Figure 4: Biophysical characterization of the ZNRF3ecto dimer and interface mutants.

(a) Sedimentation velocity experiments. A plot of c(s) (in arbitrary units) against s (in svedbergs). Shown in each case are individual data points and the fit of an appropriate number of Gaussian distributions. All samples were adjusted to a concentration of 350 μM. Also shown arrowed are the expected sedimentation coefficients for the different complexes observed in the crystal structures as predicted using HYDROPRO (see Methods). (b–h) SPR experiments using mZNRF3_ecto (b–e) or mRspo2_Fu1–Fu2 (f–h) as analyte and interface mutants/variants as immobilized ligands. (b) mZNRF3_ecto binds to mRspo2_Fu1–Fu2 (I39-G144) and retains high affinity to Fu1 (I39-R95) but not to Fu2 (A94-G144).
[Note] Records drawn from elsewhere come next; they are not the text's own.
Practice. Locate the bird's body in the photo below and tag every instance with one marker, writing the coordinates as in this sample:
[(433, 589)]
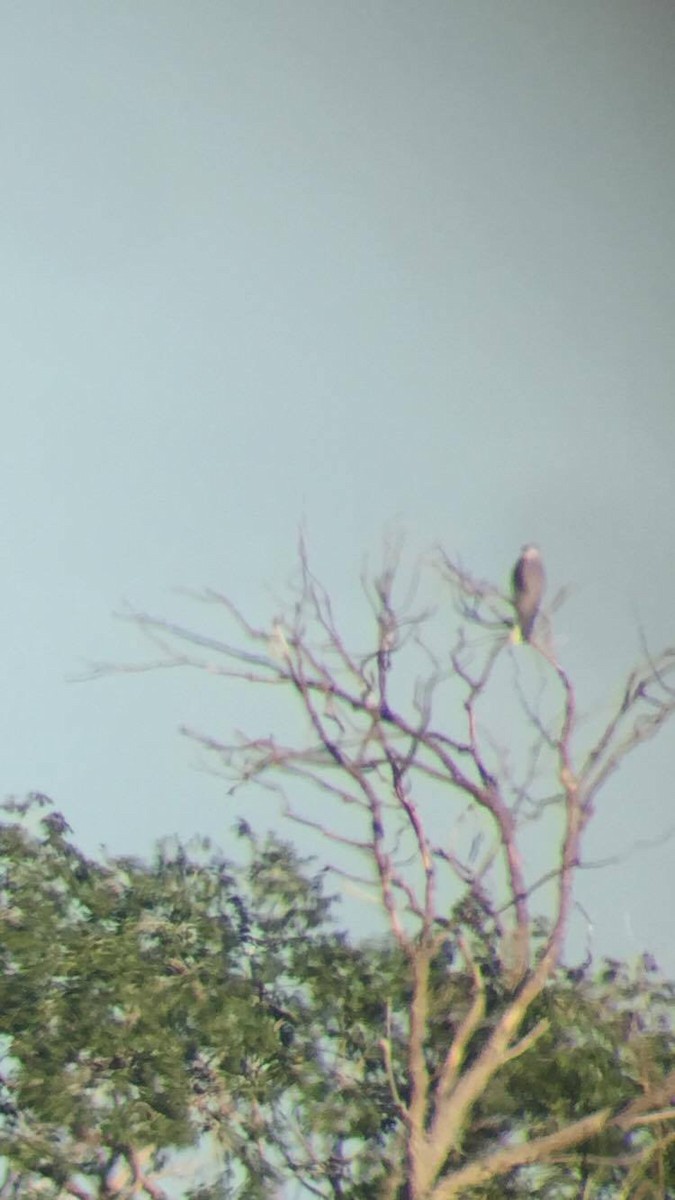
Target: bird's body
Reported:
[(529, 582)]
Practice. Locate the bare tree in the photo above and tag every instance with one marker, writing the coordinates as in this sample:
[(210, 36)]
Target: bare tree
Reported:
[(407, 779)]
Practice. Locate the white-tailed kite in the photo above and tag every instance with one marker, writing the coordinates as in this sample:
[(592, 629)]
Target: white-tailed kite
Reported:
[(529, 582)]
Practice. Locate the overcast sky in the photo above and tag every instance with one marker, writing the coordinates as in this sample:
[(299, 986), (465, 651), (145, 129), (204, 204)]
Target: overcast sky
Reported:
[(344, 263)]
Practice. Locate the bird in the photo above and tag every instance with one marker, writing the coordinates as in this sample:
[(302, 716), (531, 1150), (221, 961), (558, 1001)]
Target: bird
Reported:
[(529, 581)]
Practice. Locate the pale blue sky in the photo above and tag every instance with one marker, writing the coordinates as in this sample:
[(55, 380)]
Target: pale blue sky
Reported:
[(340, 262)]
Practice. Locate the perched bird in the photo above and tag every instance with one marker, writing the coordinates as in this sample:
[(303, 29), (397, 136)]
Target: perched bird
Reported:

Fu1–Fu2 polypeptides of human or mouse homologues (hRspo1: I32-S143, hRspo3: R32-H147, mRspo4: T29-Q136) bind with different affinity to mZNRF3_ecto. (c) Mutations of the Met-finger impact affinity. (d) Anonychia mutations of RSPO4 introduced to mRspo2_Fu1–Fu2 drastically impair binding. (e) Three additional interface mutants of which two (L63F and S53R) have been found in tumour tissues. (f) As the immobilized ligand mZNRF3 binds with lower affinity to the mRspo_2Fu1–Fu2 analyte. Of the three interface mutants, two (E109K and M98T) have been identified in tumour tissues. (g) Three interface mutants of hRNF3_ecto have been identified in tumours, one of which completely disrupts binding. (h) Binding of mRspo2_Fu1–Fu2 to ZNRF3_ecto dimer interface mutants. (i) Binding of mRspo2_Fu1–Fu2, mRspo4Fu1–Fu2 and chimeras to hLGR5_ecto. Single dilution series. (j) Binding of Rspo_Fu1–Fu2 chimeras to ZNRF3_ecto. (k) Binding of the preformed hLGR5_ecto,lr–Rspo2_Fu1–Fu2 complex to ZNRF3_ecto dimer interface mutants.